Not protected by any statute. Not defended by a court ruling. Just invisible — to the two plaintiff bar disciplines that handle repossession litigation, and to the plaintiff attorneys who could have reached it at any point using legal theories that predated the forwarding model itself.
That company is the repossession forwarding intermediary. And its blind spot is closing.
Read and Download the Entire Analysis Here!
What a Forwarding Intermediary Does
Most people outside the repossession industry — including most attorneys — have never heard of a forwarding intermediary. That invisibility is not incidental. It is structural.
A forwarding intermediary sits between the lender and the field recovery agency. When a borrower defaults on a vehicle loan, the lender typically does not call a tow operator directly. It calls a forwarder. The forwarder receives the assignment from the lender, selects which field agency attempts the recovery, routes the account through its dispatch system, manages performance metrics, and controls which agencies stay in its vendor network based on results.

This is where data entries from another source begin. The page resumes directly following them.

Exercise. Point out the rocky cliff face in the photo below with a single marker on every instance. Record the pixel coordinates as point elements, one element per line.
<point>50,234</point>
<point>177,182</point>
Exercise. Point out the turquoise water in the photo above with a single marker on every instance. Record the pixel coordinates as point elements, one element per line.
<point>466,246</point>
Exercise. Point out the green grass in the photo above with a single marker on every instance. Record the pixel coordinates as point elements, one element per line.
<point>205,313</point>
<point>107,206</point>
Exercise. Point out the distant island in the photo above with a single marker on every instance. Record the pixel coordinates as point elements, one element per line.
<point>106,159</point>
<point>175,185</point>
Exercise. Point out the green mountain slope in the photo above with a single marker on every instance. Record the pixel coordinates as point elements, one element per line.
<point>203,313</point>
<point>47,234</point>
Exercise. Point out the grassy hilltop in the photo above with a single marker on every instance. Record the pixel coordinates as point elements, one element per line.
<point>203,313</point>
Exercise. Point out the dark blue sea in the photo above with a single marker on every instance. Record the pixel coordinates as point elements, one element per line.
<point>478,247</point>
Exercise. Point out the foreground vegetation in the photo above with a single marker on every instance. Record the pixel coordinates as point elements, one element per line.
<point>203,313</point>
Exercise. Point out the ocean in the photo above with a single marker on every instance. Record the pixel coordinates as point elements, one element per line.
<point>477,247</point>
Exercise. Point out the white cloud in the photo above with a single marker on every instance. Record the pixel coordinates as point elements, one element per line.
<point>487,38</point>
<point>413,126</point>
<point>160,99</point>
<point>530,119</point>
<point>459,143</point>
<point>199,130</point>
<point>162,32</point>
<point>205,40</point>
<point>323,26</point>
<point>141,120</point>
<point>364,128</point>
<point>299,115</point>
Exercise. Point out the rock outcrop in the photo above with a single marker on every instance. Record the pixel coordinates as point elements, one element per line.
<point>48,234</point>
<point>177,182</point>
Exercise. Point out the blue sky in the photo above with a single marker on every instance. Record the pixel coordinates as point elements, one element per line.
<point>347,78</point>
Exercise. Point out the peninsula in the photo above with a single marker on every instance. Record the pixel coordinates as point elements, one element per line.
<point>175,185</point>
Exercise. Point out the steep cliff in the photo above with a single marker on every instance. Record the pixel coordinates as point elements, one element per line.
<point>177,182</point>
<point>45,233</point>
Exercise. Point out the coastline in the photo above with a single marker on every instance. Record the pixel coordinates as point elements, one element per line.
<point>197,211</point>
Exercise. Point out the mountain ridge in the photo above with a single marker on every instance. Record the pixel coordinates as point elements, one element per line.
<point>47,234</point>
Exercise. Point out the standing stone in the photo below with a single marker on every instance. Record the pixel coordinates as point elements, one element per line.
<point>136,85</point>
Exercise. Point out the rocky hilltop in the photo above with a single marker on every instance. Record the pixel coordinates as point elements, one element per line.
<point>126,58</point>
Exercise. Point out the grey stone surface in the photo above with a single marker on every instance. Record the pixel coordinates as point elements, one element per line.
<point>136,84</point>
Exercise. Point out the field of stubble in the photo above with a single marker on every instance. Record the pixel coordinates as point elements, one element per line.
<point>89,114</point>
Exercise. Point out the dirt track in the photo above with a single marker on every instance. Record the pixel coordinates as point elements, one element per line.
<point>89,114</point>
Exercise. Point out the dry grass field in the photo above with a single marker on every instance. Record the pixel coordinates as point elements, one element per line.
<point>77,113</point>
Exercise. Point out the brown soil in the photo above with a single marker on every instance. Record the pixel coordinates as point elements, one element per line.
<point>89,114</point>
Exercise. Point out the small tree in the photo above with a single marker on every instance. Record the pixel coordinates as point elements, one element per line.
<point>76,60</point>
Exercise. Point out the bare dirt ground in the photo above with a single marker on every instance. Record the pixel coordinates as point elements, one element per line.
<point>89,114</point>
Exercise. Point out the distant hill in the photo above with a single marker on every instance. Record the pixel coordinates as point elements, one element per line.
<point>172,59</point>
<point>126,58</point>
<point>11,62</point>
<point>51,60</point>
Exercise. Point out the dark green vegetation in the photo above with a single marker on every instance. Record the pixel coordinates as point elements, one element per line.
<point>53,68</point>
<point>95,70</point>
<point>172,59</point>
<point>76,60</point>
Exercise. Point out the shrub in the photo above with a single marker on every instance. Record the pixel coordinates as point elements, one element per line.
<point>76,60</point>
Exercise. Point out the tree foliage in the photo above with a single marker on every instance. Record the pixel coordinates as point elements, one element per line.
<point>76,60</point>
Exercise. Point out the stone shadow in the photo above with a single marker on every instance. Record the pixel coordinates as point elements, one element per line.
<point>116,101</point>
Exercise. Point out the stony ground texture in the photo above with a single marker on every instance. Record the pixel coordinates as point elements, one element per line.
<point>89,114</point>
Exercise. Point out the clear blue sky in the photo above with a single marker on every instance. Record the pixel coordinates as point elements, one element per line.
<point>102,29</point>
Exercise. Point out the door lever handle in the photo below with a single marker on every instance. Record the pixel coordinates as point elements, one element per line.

Federal transportation law has a name for this function. Under 49 U.S.C. §13102(2), a person who arranges transportation by motor carrier for compensation is a freight broker. A forwarder selects field recovery agencies — which are motor carriers — and routes those assignments for compensation. The definitional fit is precise.

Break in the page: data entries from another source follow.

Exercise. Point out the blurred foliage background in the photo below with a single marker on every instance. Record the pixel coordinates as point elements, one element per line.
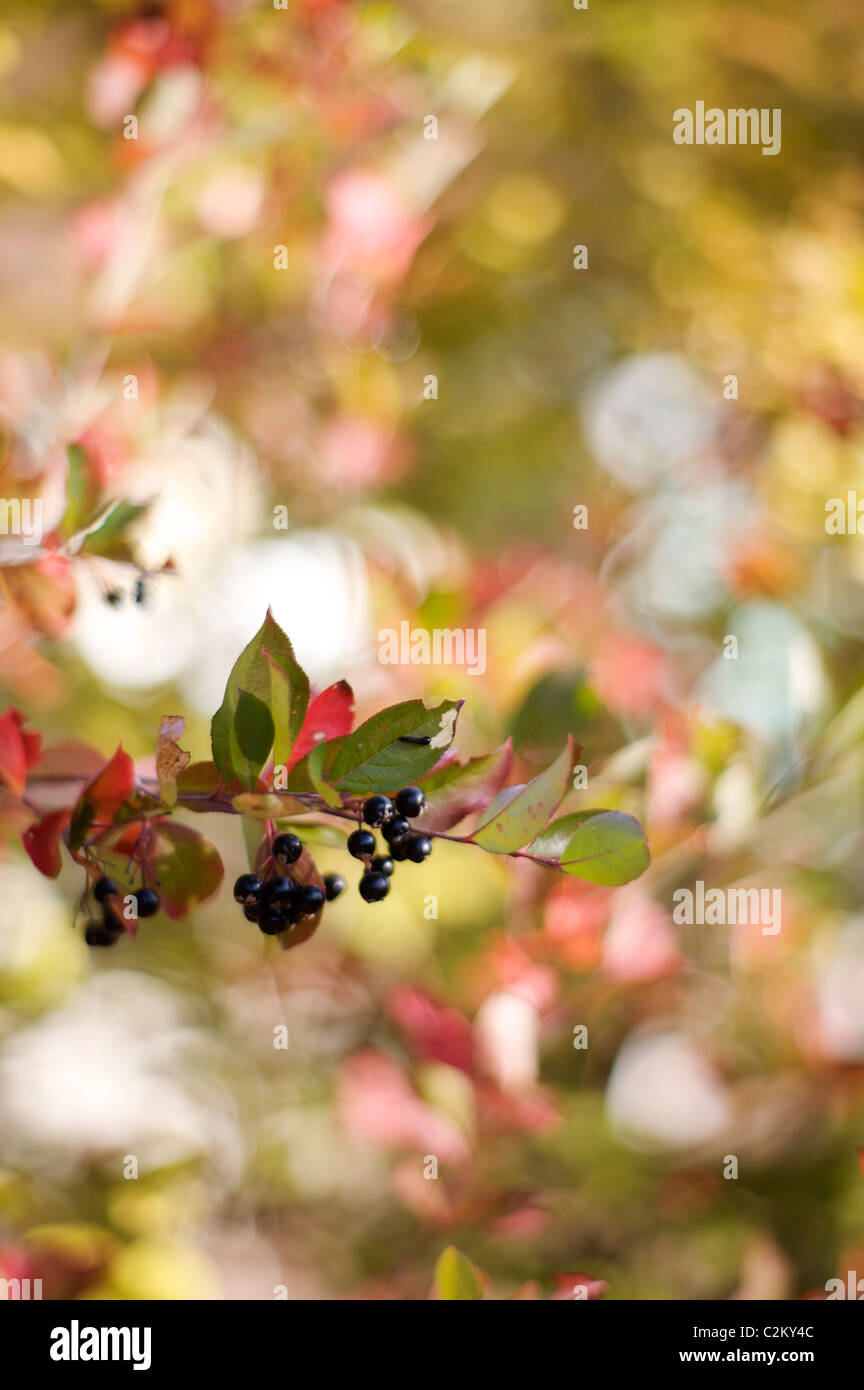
<point>349,370</point>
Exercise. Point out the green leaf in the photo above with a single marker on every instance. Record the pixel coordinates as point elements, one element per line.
<point>314,766</point>
<point>603,847</point>
<point>518,813</point>
<point>374,759</point>
<point>106,530</point>
<point>77,488</point>
<point>252,737</point>
<point>186,866</point>
<point>288,701</point>
<point>460,788</point>
<point>243,723</point>
<point>456,1278</point>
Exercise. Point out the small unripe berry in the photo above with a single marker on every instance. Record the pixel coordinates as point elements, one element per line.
<point>418,848</point>
<point>310,900</point>
<point>288,848</point>
<point>374,887</point>
<point>104,888</point>
<point>361,843</point>
<point>247,887</point>
<point>334,884</point>
<point>147,902</point>
<point>377,809</point>
<point>410,801</point>
<point>396,830</point>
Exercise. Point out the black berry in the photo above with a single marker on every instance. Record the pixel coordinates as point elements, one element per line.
<point>288,848</point>
<point>97,936</point>
<point>374,887</point>
<point>147,902</point>
<point>361,844</point>
<point>378,809</point>
<point>410,801</point>
<point>271,919</point>
<point>281,890</point>
<point>247,887</point>
<point>310,900</point>
<point>418,848</point>
<point>334,884</point>
<point>104,888</point>
<point>396,830</point>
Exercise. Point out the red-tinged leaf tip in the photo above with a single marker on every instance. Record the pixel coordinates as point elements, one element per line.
<point>20,749</point>
<point>42,841</point>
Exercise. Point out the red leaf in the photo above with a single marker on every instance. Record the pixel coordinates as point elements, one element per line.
<point>436,1033</point>
<point>578,1287</point>
<point>113,786</point>
<point>42,841</point>
<point>18,751</point>
<point>331,715</point>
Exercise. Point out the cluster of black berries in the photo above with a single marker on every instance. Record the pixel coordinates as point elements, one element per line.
<point>279,901</point>
<point>403,843</point>
<point>139,594</point>
<point>110,929</point>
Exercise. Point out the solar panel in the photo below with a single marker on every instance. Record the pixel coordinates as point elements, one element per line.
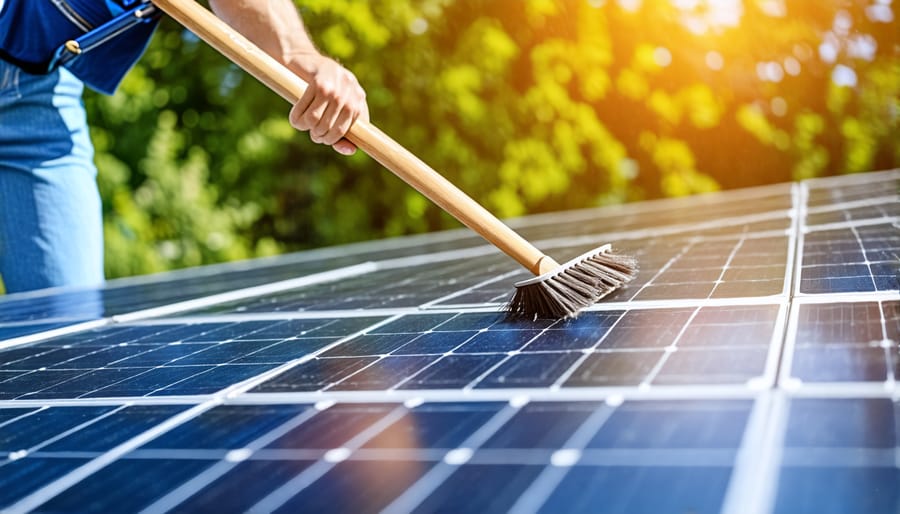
<point>751,367</point>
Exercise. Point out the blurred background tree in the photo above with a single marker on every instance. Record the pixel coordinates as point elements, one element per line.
<point>528,105</point>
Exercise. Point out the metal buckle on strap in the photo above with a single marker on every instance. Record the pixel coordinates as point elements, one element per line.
<point>145,12</point>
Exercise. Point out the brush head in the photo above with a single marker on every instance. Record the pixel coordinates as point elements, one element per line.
<point>577,284</point>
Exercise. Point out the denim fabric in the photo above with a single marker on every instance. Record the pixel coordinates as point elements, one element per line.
<point>51,231</point>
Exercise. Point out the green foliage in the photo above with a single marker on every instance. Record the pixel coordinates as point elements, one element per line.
<point>528,105</point>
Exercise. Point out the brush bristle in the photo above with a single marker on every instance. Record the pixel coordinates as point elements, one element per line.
<point>567,291</point>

On the largest forwarding platforms, this function operates at scale most people do not appreciate. One major platform documented a vehicle recovery every two minutes through a network of more than 800 contracted agencies. CFPB market research documented forwarder usage growing from 31 percent of repossession assignments in 2018, peaking at approximately 69 percent in October 2022 before settling into the mid-60 percent range by year-end.
Thirty Years of Invisibility
Two plaintiff bar disciplines have handled repossession litigation for decades without either one looking upstream at the selection layer.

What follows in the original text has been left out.